It includes reducing leakage, improving reuse, harvesting rainwater and managing demand through better planning and pricing. Crucially, it highlights the need for baseline data, clear targets and regular monitoring to ensure that efficiency gains are real and measurable.
At the national level, the Bureau of Water Use Efficiency has been set up under the National Water Mission to develop water conservation codes, efficiency standards and guidance for water-using fixtures and equipment. While this marks progress, BIS-aligned standards and urban conservation codes are still being finalised. As a result, mandatory enforcement across cities has yet to begin.
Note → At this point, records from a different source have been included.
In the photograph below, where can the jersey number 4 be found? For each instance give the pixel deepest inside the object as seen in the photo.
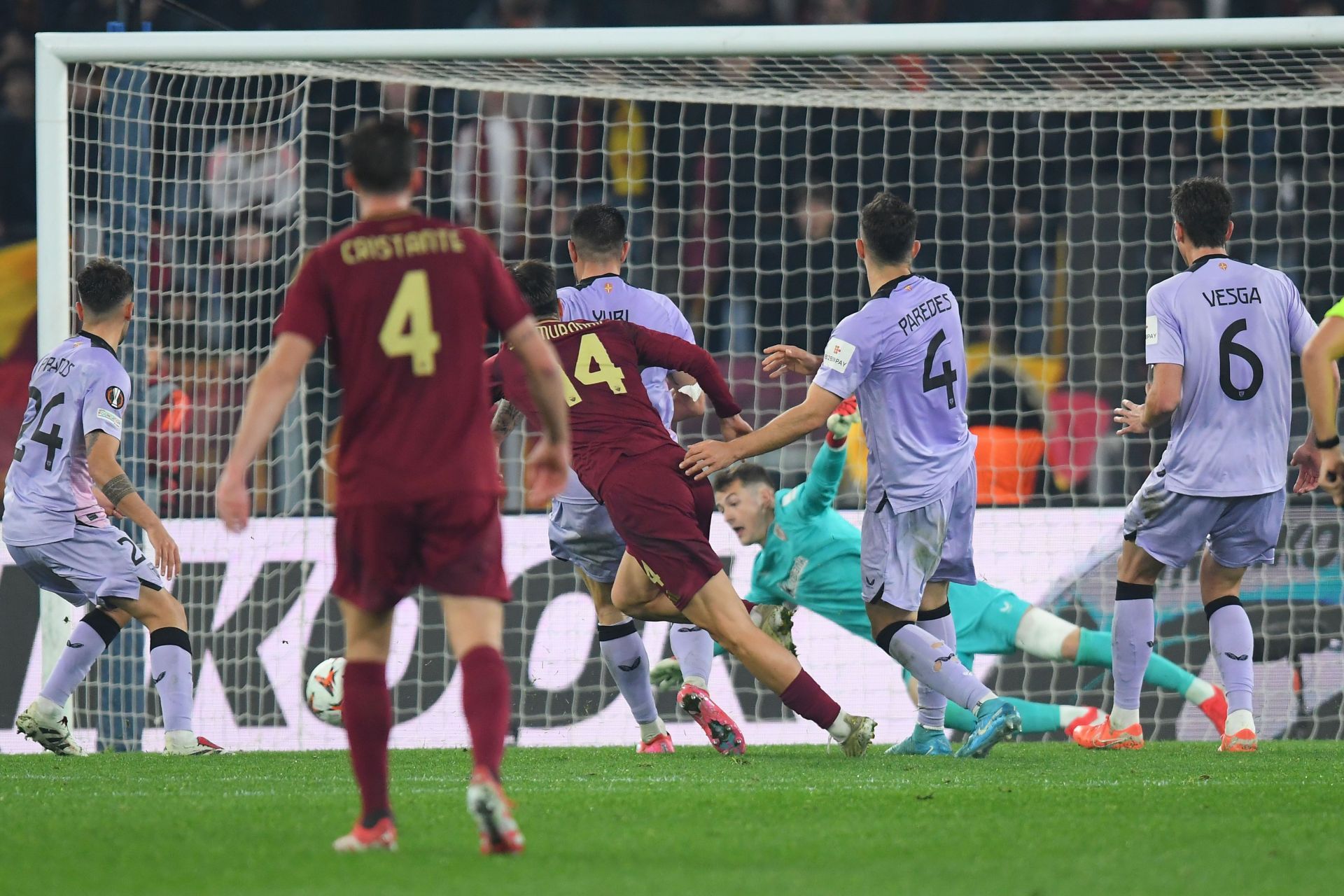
(948, 378)
(409, 328)
(51, 438)
(593, 365)
(1226, 349)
Some cities, including Delhi, have initiated steps towards better measurement and demand management. In the NDMC area, a Rs 31-crore project to install over 20,000 smart water meters has been approved to improve billing accuracy, leak detection and monitoring of consumption, with completion expected by 2026. Smart-meter-based billing reforms have also been proposed under the Delhi Jal Board.
However, there is still no publicly reported evidence of a citywide reduction in non-revenue water. Smart metering, network zoning and leak-control systems have not been implemented across the entire city. This gap between policy intent and on-ground outcomes explains why Delhi’s water losses remain extremely high despite multiple initiatives.
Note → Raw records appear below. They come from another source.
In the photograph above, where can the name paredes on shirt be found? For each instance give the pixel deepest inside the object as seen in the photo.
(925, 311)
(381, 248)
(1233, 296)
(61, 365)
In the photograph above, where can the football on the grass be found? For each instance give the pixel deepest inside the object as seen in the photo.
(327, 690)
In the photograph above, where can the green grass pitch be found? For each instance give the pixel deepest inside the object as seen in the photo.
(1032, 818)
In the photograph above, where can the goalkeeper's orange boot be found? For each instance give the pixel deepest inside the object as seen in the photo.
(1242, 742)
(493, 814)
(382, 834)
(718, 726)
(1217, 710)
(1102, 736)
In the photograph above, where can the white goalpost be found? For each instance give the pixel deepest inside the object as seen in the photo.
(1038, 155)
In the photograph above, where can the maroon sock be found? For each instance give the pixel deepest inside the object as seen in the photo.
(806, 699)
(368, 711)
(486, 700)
Delhi’s water situation: Stress, losses, pollution
Delhi’s water crisis is shaped by three interconnected problems: high losses, excessive consumption and poor wastewater management.
The city depends heavily on water imported from the Yamuna and Ganga basins, yet many neighbourhoods face irregular and unreliable supply. A major reason is that a large share of treated water never reaches users. The Economic Survey of Delhi 2023–24 estimates that around 58 per cent of the city’s water is non-revenue water, lost through leaks, illegal connections and poor metering. Media reports place losses at around 55 per cent, largely due to ageing pipelines and weak system control.
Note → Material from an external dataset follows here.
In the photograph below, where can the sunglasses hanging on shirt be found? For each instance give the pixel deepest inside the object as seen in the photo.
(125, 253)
In effect, more than half the water Delhi treats disappears before it can be used, creating an artificial scarcity.
At the same time, over-consumption is widespread in affluent colonies, hotels, offices and government buildings, where water use far exceeds the national service norm of 135 litres per person per day. Large volumes are spent on watering lawns, washing vehicles, cooling and other non-essential uses, as documented in CSE’s water-efficiency and fixture-use studies.